Not So Much A Name as a Function

When Jane needs something and neither of us is in sight, she calls out "Parents? Parents?"


Krazy! Glue!

Note to self: Next time something gets wobbly or broken, before you even think about calling the handyman -- the very thought of whom will send you into months of desperate procrastination -- TRY A DROP OF KRAZY GLUE.

Have just fixed many weird and wobbly items throughout the house with about ten drops of the stuff. Marvelous. Now the whole house feels more solidly put together. Formerly wobbly or crooked things are perfectly straight and tight.

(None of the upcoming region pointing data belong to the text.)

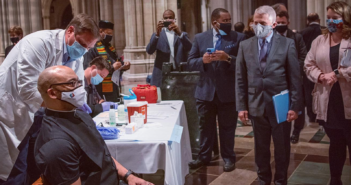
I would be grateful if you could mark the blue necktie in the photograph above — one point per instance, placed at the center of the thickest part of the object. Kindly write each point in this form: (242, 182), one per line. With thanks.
(219, 42)
(263, 54)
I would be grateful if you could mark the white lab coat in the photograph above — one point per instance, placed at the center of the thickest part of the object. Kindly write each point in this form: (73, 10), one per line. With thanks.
(19, 96)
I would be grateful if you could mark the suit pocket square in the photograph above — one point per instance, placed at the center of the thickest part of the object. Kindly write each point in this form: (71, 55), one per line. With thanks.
(230, 46)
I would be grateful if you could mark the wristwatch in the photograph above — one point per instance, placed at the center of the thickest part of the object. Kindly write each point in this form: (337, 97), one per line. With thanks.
(229, 60)
(130, 172)
(336, 71)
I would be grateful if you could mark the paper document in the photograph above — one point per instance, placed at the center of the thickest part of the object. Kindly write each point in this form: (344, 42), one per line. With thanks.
(281, 105)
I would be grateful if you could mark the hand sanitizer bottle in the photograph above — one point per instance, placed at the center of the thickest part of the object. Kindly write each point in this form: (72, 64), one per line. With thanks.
(112, 115)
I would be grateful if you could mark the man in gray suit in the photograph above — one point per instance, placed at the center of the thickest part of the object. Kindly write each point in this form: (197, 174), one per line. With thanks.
(171, 45)
(266, 65)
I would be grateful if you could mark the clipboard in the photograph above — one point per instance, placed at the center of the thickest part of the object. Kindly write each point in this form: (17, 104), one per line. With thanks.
(281, 103)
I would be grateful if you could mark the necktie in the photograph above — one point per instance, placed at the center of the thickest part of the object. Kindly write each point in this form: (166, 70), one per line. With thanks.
(263, 54)
(219, 42)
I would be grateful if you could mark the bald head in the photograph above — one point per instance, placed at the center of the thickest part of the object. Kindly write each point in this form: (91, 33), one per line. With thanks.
(54, 75)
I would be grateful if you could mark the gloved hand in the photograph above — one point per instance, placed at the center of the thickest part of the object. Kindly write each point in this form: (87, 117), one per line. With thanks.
(106, 106)
(86, 108)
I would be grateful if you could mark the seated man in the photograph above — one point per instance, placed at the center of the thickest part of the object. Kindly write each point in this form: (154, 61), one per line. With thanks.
(69, 149)
(96, 72)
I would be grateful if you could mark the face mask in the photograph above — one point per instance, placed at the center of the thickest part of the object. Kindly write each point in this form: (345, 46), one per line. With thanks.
(14, 40)
(281, 28)
(107, 38)
(97, 79)
(76, 50)
(77, 97)
(225, 28)
(334, 24)
(261, 31)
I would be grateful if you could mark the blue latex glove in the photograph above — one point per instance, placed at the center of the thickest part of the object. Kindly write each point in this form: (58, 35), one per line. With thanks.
(106, 105)
(86, 108)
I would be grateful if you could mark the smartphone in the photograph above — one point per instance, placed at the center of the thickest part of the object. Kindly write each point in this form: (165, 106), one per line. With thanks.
(210, 50)
(167, 23)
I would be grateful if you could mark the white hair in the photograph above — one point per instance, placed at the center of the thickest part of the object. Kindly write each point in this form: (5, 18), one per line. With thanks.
(272, 16)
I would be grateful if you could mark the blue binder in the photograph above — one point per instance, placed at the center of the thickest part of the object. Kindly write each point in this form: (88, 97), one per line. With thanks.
(281, 103)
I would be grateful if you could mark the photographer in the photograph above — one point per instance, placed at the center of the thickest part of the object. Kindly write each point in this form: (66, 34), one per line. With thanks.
(171, 45)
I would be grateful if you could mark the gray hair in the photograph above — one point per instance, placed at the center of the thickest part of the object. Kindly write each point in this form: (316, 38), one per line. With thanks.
(272, 16)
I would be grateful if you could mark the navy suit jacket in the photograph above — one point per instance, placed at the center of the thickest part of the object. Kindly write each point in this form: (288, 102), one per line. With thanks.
(218, 76)
(182, 46)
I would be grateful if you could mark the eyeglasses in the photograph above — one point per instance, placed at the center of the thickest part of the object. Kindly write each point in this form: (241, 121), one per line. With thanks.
(70, 84)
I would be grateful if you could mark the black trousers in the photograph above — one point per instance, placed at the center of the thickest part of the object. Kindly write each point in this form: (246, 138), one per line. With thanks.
(227, 119)
(308, 88)
(264, 128)
(340, 140)
(299, 123)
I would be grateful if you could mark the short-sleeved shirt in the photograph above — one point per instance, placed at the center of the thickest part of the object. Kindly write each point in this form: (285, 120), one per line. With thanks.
(69, 147)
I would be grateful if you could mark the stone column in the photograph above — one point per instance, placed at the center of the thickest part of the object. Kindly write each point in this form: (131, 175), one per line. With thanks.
(90, 7)
(298, 14)
(35, 15)
(46, 4)
(119, 29)
(23, 13)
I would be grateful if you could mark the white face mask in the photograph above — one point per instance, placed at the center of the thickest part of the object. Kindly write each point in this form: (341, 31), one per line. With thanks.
(261, 31)
(77, 97)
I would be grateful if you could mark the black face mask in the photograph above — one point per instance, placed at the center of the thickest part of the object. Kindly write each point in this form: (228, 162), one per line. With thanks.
(226, 27)
(107, 38)
(281, 28)
(14, 40)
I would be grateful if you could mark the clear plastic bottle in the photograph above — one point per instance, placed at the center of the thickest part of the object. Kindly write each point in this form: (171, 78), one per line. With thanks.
(112, 115)
(121, 113)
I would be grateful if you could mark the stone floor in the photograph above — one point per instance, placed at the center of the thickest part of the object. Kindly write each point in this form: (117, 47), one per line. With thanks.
(308, 160)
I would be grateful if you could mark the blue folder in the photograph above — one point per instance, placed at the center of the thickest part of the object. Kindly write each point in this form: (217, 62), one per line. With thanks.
(281, 103)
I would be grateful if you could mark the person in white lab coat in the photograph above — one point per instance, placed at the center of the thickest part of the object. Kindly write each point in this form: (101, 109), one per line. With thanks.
(19, 96)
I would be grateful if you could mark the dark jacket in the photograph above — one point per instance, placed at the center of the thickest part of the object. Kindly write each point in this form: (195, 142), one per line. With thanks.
(182, 46)
(93, 99)
(218, 76)
(69, 146)
(310, 33)
(255, 88)
(300, 47)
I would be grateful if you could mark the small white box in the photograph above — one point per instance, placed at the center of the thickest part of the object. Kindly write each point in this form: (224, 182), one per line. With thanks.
(131, 128)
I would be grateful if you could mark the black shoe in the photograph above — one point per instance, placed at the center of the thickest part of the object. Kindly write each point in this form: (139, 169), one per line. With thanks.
(228, 166)
(215, 157)
(295, 137)
(196, 164)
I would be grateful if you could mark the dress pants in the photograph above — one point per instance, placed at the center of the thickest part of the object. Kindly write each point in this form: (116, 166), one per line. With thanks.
(227, 119)
(308, 88)
(340, 140)
(264, 128)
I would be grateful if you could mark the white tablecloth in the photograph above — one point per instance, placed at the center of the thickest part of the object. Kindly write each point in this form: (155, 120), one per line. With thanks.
(149, 155)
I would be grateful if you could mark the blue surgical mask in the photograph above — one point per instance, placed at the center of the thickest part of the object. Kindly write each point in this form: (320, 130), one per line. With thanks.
(261, 31)
(96, 80)
(334, 24)
(76, 50)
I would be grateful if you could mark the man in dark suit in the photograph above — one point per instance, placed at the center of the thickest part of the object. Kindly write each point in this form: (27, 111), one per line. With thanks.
(282, 29)
(215, 91)
(267, 64)
(171, 45)
(309, 34)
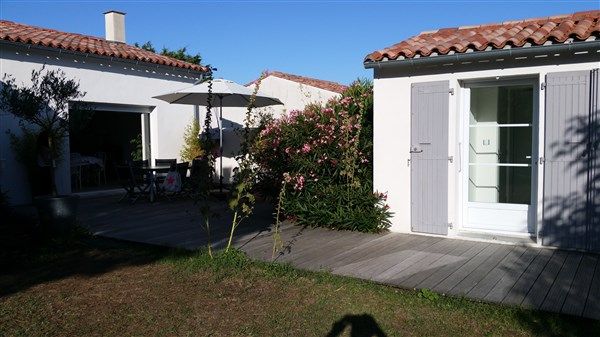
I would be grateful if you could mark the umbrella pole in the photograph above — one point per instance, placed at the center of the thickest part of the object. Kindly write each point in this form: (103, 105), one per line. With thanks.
(221, 144)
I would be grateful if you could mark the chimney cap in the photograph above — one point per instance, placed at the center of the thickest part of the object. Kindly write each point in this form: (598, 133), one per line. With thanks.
(114, 11)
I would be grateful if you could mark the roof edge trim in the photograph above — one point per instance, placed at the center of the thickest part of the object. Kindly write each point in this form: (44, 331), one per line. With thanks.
(486, 55)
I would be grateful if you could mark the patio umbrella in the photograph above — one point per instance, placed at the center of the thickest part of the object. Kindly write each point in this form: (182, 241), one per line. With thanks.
(225, 93)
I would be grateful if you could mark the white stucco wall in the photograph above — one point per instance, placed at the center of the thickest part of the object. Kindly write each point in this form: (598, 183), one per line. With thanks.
(104, 80)
(392, 107)
(294, 95)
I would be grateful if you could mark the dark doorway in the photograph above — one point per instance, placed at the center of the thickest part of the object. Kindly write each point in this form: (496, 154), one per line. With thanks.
(98, 141)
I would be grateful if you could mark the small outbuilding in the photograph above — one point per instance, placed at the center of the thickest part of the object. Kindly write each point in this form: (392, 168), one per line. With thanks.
(493, 131)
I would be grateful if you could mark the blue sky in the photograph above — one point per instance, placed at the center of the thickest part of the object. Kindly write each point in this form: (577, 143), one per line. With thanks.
(323, 39)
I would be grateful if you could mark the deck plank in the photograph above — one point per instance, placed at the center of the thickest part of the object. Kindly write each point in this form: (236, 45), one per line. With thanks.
(433, 264)
(512, 273)
(592, 304)
(560, 281)
(448, 269)
(495, 275)
(479, 273)
(575, 301)
(435, 252)
(520, 289)
(447, 284)
(538, 292)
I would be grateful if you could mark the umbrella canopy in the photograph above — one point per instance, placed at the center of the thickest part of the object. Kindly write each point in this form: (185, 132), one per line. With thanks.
(225, 94)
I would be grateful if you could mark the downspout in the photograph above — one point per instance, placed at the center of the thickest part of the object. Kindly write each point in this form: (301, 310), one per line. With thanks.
(487, 55)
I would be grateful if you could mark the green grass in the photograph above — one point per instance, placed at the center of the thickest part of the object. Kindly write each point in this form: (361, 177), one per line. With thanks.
(103, 287)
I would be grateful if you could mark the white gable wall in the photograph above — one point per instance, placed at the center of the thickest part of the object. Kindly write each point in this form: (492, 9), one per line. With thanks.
(392, 108)
(104, 81)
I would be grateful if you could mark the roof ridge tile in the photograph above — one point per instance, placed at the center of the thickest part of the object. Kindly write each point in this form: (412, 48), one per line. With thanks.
(576, 27)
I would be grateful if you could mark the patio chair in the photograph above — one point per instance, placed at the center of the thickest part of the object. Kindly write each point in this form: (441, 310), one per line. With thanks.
(160, 177)
(101, 169)
(158, 162)
(193, 183)
(134, 188)
(182, 169)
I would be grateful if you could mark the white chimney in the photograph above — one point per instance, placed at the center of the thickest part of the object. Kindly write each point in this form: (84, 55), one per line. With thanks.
(114, 23)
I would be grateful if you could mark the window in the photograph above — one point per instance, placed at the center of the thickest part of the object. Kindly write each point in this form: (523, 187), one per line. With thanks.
(500, 144)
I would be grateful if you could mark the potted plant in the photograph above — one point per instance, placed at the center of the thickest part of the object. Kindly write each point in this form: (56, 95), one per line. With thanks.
(43, 109)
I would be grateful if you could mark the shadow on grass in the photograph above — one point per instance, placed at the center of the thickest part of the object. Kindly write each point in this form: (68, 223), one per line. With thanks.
(360, 326)
(28, 259)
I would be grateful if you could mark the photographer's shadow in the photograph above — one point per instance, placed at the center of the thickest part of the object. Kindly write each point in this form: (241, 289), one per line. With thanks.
(360, 326)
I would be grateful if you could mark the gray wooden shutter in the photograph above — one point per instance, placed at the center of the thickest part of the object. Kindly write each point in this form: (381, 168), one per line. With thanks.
(566, 201)
(594, 189)
(429, 157)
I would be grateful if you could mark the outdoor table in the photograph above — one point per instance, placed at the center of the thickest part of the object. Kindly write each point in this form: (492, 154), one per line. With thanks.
(150, 171)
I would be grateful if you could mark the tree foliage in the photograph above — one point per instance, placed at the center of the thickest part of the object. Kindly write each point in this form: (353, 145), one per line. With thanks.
(322, 156)
(180, 54)
(45, 104)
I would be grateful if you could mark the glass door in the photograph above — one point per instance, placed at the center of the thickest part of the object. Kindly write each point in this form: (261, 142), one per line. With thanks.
(500, 148)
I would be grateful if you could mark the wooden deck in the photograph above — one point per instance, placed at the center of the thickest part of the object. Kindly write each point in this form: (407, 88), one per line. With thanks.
(545, 279)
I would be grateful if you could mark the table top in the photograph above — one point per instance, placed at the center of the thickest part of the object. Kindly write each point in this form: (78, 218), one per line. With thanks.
(155, 168)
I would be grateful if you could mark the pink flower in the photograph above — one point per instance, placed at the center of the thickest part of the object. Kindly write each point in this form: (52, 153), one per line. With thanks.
(306, 148)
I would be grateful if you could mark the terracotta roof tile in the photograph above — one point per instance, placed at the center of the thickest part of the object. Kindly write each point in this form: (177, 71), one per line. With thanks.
(313, 82)
(579, 26)
(20, 33)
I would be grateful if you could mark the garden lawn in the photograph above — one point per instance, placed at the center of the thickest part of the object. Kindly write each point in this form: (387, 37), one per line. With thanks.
(101, 287)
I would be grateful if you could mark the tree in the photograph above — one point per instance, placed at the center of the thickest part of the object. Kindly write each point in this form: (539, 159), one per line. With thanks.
(192, 148)
(180, 54)
(44, 104)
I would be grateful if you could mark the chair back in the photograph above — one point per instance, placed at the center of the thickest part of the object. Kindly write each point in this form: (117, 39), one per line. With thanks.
(170, 162)
(125, 176)
(139, 163)
(182, 169)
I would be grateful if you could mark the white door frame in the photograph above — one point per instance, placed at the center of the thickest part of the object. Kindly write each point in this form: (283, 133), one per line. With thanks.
(462, 171)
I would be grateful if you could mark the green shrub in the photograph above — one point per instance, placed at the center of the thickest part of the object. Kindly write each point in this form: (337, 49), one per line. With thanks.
(192, 148)
(323, 156)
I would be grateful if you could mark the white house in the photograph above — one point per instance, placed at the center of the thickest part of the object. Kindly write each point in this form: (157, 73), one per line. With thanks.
(120, 81)
(295, 92)
(492, 131)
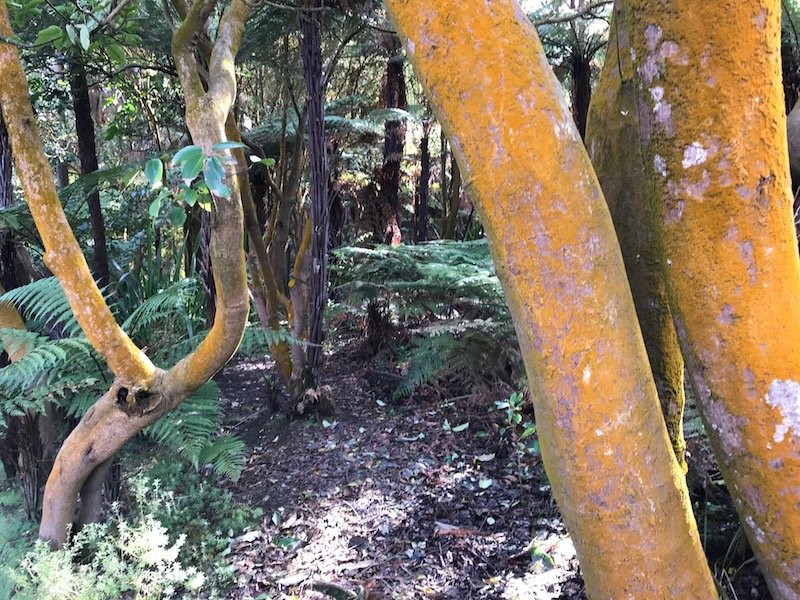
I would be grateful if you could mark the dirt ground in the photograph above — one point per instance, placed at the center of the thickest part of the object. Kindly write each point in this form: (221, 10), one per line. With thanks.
(383, 499)
(423, 498)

I am a krazy kompulsive person, yes, yes, I am.



"What do you want for breakfast?"



"What do you think you'll actually get for breakfast?"



New Neighbor

John Maeda (author of TAP TYPE WRITE and other REACTIVE BOOKS) jumps from MIT's Media Lab to be the next president of RISD.



For 2008, I will: stretch more, and grouch less.

Another Lesson Learned

I'm revising the novel so I can submit it for my degree, at last.

Here's what I just figured out: The perspective shifted all over the place in the early drafts. I followed these shifts, correcting them where I could, and wondering how in the world I had managed to become such a crummy writer. Now I understand what was happening: In a third-person narrative, slight, subtle, almost unnoticeable shifts in perspective actually happen all the time. And that's okay. More than okay. It's how you show, rather than tell, that the characters are changing.

We do this all the time in real life, and our ordinary language captures it: And then I saw things a different way. My perspective shifted. I changed my mind.


I See Dead People['s Books] (LibraryThing)

LibraryThing has a group dedicated to the topic: I See Dead People['s] Books. Despite the ghoulish name, what they're chasing is important from a scholarly point of view -- and a business one, too, I think.

One of the most intriguing books I used for my dissertation was a catalogue of Carl Friedrich Gauss's library. Even though I kept coming back to it, I was never able to solve the basic historiographic problem that it posed: What sort of evidence is this? Evidence of what? What kinds of conclusions can be drawn from these data? (LT has just finished a similar project, a catalogue of Thomas Jefferson's library.)

Current academic historiographical conventions disallow, or at least frown upon, claims like "He was a wit, open-eyed and realistic, but susceptible to the epic kinds of romantic enthusiasms you find in his favorite authors, Walter Scott and Jean Paul."

But people in the business of hand-selling -- booksellers and literary agents -- make these calls all the time.

Library data encode important information. We just don't know what sort of information it is. Is it information about mentalities? Literary influences? Certainly, we learn something about what publishers think is worth publishing at any given time. But it's the decision to own that poses the problem -- and the opportunity.

Reflecting on the Jefferson project, LT's founder Tim Spalding put it this way: "Books are a sort of mental world, and shared books a shared mental space."

It's the "sort of" that gets me. Sort of this, sort of that -- we just don't know what to do with this information. We don't even know what to call it. I like Spalding's spatial metaphor, though. Instead of talking about some vague collective consciousness, we're actually talking about something real, even topographical. A shared library.

I have a feeling when big money gets behind LibraryThing (and it will), the idea will be to automate the hand-selling process. Amazon's "If You Like...Then You'll Like" algorithm isn't nearly as precise as LT's library data because the former is based on what you buy (for yourself, yes, but also for your kids, your mother, who likes how-to manuals, your neighbor who likes Tom Clancy, your nephew who really likes obscure poets, etc. etc.) rather than what you love enough to own, meaning make space in your life (on your shelf) for. In contrast, LT's got the data set that publishers really want, and it's been unavailable until now because people don't make their libraries publicly available. But LT could easily aggregate and anonymize the data, circumventing privacy concerns...


In September, 1830, William Beckford writes to George Clarke in London: "Lord Rochford has left Easton and all his property to the D[uke] of Easton. Were there any books?"